In fact, for iOS devices, the encrypted backup password is a completely separate thing from the user’s PIN code on the device.
What Is an Encrypted Backup Password?
The encrypted backup password is a password that a user sets in iTunes when backing up his or her device to a computer. If the user checks the Encrypt iPhone backup checkbox, this sets a flag on the device that tells it to encrypt all future backups with a password. Once this is done, the user doesn’t have to enter the password again (except if and when restoring a backup or disabling the checkbox), so it is easy to forget this password.
When the user first checks the checkbox, the user is prompted to create a password.
Once this setting is enabled, all future backups will be encrypted with this password.

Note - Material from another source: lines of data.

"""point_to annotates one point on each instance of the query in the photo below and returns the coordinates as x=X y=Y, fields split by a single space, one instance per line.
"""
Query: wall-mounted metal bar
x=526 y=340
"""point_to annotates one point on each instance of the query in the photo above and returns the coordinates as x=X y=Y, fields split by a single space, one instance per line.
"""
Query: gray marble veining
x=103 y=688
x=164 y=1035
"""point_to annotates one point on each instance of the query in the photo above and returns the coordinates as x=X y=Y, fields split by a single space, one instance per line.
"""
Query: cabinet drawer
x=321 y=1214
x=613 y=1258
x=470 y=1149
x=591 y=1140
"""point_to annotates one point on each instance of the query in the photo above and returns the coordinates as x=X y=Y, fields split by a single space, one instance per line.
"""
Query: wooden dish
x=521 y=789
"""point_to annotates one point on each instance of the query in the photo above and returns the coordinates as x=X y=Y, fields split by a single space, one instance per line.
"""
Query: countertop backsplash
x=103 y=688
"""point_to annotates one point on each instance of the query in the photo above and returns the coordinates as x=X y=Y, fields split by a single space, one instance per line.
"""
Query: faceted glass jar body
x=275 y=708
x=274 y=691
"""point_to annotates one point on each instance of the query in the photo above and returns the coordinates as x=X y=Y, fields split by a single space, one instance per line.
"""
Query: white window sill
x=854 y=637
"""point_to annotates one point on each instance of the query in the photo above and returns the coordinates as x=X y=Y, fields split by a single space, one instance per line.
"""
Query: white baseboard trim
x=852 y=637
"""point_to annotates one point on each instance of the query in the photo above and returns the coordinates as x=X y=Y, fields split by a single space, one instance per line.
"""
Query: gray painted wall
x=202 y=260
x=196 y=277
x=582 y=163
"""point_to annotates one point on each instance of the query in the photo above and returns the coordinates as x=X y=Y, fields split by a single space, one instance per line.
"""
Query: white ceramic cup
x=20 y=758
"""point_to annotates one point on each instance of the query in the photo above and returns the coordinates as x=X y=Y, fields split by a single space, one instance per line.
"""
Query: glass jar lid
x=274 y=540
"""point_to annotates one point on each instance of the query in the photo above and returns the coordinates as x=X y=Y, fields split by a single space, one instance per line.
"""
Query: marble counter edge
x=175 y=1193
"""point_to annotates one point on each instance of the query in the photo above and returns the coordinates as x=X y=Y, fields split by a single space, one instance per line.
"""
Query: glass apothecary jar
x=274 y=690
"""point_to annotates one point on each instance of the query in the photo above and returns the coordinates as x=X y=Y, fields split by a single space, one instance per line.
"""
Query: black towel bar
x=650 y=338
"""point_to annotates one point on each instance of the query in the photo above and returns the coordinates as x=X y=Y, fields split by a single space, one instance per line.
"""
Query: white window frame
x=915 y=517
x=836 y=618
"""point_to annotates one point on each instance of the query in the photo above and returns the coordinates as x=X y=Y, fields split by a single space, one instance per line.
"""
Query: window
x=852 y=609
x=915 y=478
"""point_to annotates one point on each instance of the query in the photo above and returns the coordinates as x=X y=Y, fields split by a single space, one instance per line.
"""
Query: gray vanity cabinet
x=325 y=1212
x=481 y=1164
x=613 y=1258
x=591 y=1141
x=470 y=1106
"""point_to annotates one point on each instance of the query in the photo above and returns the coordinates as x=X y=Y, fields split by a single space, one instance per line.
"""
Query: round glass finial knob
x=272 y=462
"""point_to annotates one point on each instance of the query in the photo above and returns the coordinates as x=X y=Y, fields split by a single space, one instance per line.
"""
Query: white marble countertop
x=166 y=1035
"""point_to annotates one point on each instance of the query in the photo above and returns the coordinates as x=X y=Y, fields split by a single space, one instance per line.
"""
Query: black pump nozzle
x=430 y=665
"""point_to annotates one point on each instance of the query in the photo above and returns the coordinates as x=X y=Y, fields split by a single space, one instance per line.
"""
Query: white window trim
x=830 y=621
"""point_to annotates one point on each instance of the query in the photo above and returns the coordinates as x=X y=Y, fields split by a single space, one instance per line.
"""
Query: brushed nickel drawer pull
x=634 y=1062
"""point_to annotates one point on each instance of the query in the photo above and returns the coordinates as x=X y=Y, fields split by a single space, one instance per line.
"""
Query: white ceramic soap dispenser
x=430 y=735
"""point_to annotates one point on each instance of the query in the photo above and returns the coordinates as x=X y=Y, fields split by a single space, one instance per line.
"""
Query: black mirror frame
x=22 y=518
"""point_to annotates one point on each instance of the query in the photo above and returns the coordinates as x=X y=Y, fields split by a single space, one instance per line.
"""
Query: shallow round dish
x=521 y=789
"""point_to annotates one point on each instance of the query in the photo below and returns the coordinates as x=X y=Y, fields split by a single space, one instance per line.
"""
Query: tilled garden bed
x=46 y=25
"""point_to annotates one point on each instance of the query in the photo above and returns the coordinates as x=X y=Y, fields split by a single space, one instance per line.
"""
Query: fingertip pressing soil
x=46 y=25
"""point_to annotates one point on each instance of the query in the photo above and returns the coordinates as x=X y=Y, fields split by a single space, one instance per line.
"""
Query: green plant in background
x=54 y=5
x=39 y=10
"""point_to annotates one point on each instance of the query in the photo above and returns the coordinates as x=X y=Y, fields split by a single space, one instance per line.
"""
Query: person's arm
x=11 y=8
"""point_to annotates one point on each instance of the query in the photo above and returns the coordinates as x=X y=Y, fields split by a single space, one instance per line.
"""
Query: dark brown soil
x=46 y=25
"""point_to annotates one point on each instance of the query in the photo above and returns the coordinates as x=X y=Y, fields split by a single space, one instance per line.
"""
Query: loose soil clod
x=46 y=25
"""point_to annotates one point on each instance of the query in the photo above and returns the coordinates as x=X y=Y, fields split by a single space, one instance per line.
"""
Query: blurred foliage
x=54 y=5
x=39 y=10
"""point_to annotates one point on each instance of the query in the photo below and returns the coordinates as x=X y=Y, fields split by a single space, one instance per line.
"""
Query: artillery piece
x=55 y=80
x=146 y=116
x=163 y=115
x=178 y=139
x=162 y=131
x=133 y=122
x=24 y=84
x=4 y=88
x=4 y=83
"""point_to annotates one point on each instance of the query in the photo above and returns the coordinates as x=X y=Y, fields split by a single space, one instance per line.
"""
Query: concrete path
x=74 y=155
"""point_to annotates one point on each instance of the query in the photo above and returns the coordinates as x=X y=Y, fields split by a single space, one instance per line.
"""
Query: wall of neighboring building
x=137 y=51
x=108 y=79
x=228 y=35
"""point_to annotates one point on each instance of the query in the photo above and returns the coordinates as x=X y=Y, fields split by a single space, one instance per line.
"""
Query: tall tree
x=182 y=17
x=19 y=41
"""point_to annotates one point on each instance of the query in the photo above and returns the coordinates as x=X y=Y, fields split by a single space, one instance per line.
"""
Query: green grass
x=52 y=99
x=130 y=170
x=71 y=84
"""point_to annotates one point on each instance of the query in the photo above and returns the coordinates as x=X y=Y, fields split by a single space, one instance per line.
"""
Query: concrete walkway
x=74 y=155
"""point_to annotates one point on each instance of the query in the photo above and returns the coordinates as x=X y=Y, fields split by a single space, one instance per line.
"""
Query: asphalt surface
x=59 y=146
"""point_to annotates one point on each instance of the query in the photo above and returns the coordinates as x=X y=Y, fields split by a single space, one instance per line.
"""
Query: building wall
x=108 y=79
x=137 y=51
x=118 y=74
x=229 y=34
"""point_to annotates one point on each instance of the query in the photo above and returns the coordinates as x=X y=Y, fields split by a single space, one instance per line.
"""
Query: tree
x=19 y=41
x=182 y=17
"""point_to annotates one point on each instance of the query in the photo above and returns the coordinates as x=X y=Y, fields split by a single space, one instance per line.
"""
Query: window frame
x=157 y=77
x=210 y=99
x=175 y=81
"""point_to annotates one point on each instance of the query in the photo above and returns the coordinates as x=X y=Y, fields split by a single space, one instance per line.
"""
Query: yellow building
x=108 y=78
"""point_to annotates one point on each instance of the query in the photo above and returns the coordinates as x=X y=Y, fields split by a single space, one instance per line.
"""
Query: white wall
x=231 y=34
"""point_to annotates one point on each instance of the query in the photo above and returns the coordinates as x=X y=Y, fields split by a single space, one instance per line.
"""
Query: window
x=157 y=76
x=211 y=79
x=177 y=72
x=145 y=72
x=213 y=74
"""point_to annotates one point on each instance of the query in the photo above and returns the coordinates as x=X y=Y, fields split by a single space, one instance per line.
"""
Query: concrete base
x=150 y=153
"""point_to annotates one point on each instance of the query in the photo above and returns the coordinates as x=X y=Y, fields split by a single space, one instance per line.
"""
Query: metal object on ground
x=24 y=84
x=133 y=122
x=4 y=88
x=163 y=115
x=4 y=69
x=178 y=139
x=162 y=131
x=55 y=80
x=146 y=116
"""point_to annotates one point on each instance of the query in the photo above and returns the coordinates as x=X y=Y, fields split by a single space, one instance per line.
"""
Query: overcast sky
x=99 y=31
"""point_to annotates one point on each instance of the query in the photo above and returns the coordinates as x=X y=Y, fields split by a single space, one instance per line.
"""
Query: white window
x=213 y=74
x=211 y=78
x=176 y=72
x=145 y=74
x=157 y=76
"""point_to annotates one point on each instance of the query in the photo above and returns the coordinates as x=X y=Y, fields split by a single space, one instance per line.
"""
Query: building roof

Part of the logical acquisition process in BlackLight and Mobilyze uses Apple’s backup function to create an iTunes backup from the device. If encrypted backups are enabled, BlackLight or Mobilyze will prompt the user for the encrypted backup password in order to acquire and decrypt the backup. Without the backup password, only ancillary data will be available for collection – media and some third-party application data. The backup function collects the majority of the core data (SMS, call history, contacts, etc.). To acquire data without the backup, start the acquisition in BlackLight or Mobilyze and select Skip when prompted for the encrypted backup password. BlackLight or Mobilyze will acquire everything it can outside of the backup, which as of iOS 8, isn’t much. (The ancillary data functions no longer have access to much of the file system. For a more in-depth explanation, see the archived blog entry iOS 8 and Its Impact on Investigations.)
On rare occasions (according to Apple’s community forums), this password can accidentally be set by the user during a major firmware upgrade through iTunes.
For more information about encrypted backups, see Apple’s knowledge base article on the subject:
If the password is unknown to an examiner, there are multiple tools on the market that may be able to assist.